Wisr
- Founded: Australia (2018)
- Founder: David Doust
- Headquarters: Sydney, Australia
- Area served: Australia
- Key people: Andrew Goodwin, Matthew Lewis, Sam Harding, Alexandre Maizy, James Goodwin, Kate Renner, David King and Alvaro Colon.
- Products: Financial services, Unsecured personal loans, Secured personal loans, Secured vehicle loans
- Number of employees: 120
- Website: https://www.wisr.com.au/

= Wisr =

Wisr (ASX: WZR) is an Australian non-bank lender offering consumer lending services. It was known for being the first company of its type to be publicly listed in Australia. In March 2018, DirectMoney launched a major company rebrand to Wisr.

== History ==
In March 2018 DirectMoney Finance Pty Ltd rebranded to Wisr Finance Pty Ltd and began an entirely new business model. In 2017, the company had ceased peer-to-peer lending, originating a wholesale off-balance sheet loan funding facility with 255 Finance.

In August 2018, Wisr launched Australia's first credit score comparison site, WisrCredit.

In March 2019, the company launched the Wisr App, Australia's first app that lets the user gather their digital spare change to pay down debt such as credit cards.

In March 2019, Wisr undertook a $15 million capital raise through Placement shares.

In November 2019, the NAB-backed Wisr Warehouse loan funding facility went live with an initial $50 million commitment. The Wisr Warehouse was increased from $95 million to $150 million in July 2020, $250 million in October 2020 and then $350 million in March 2021.

In January 2020, Wisr undertook a $36.5 million capital raise through Placement shares and a share purchase plan (SPP).

In March 2021, Wisr took a 5% ownership in EU-based fintech Arbor.

In May 2021, Wisr undertook an inaugural A$225M ABS transaction (asset-backed securities), supported by a pool of fully amortising unsecured consumer personal loans.
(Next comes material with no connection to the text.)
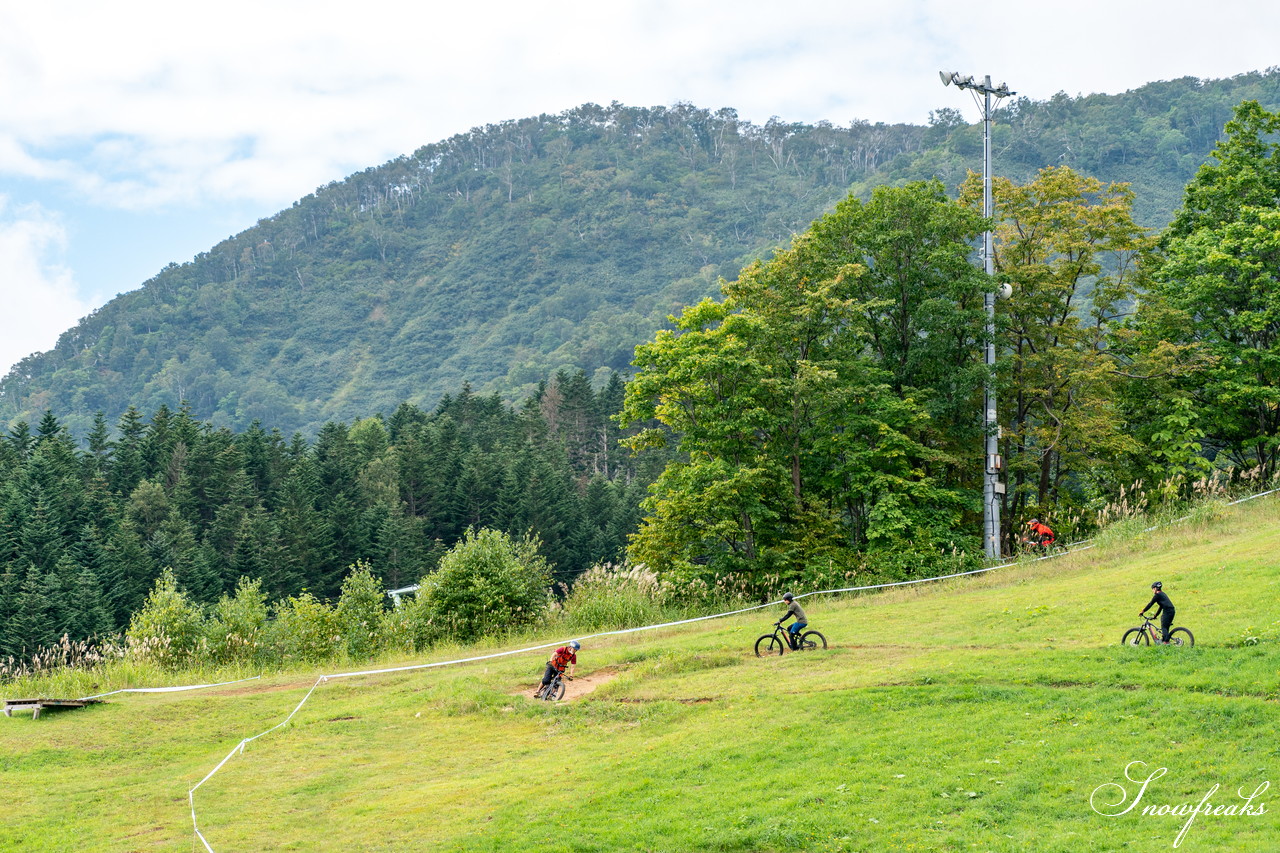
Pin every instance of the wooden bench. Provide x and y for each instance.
(35, 706)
The top tranche of the ABS transaction received a AAA Moody's rating.

In June 2021, supported by Goldman Sachs, Wisr undertook a $55 million capital raise through Placement shares and a share purchase plan (SPP). It was oversubscribed.
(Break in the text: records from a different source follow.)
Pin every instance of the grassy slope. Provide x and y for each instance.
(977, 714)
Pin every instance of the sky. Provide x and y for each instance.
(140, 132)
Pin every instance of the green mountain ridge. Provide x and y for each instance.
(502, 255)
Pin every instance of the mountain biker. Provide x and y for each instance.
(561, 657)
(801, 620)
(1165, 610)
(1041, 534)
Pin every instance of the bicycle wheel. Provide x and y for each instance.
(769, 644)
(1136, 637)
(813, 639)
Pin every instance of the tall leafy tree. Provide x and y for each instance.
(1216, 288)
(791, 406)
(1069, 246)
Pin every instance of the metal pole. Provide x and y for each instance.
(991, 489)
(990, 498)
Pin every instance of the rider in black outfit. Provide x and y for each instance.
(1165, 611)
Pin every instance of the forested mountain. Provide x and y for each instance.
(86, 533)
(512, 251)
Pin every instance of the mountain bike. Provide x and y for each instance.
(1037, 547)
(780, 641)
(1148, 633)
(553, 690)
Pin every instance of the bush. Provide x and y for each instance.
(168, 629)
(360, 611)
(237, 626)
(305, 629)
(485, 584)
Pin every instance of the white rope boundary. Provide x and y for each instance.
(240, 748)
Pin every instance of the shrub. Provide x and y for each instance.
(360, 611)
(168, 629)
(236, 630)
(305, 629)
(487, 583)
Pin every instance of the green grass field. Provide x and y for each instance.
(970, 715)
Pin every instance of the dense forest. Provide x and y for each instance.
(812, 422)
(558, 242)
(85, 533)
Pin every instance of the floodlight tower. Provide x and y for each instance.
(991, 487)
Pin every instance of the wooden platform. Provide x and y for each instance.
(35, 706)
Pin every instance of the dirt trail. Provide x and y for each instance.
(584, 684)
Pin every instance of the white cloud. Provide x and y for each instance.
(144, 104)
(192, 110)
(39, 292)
In August 2023, Wisr announced that it had terminated the employment of CEO Anthony Nantes. He was replaced by Andrew Goodwin. At the same time his brother, John Nantes temporarily recused himself from his position as chairman of the board to avoid perception of conflict of interest.

== Listing ==
On 13 July 2015, Wisr listed on the Australian Securities Exchange through a reverse takeover of Basper Ltd, raising $AU11.2m at 20c per share.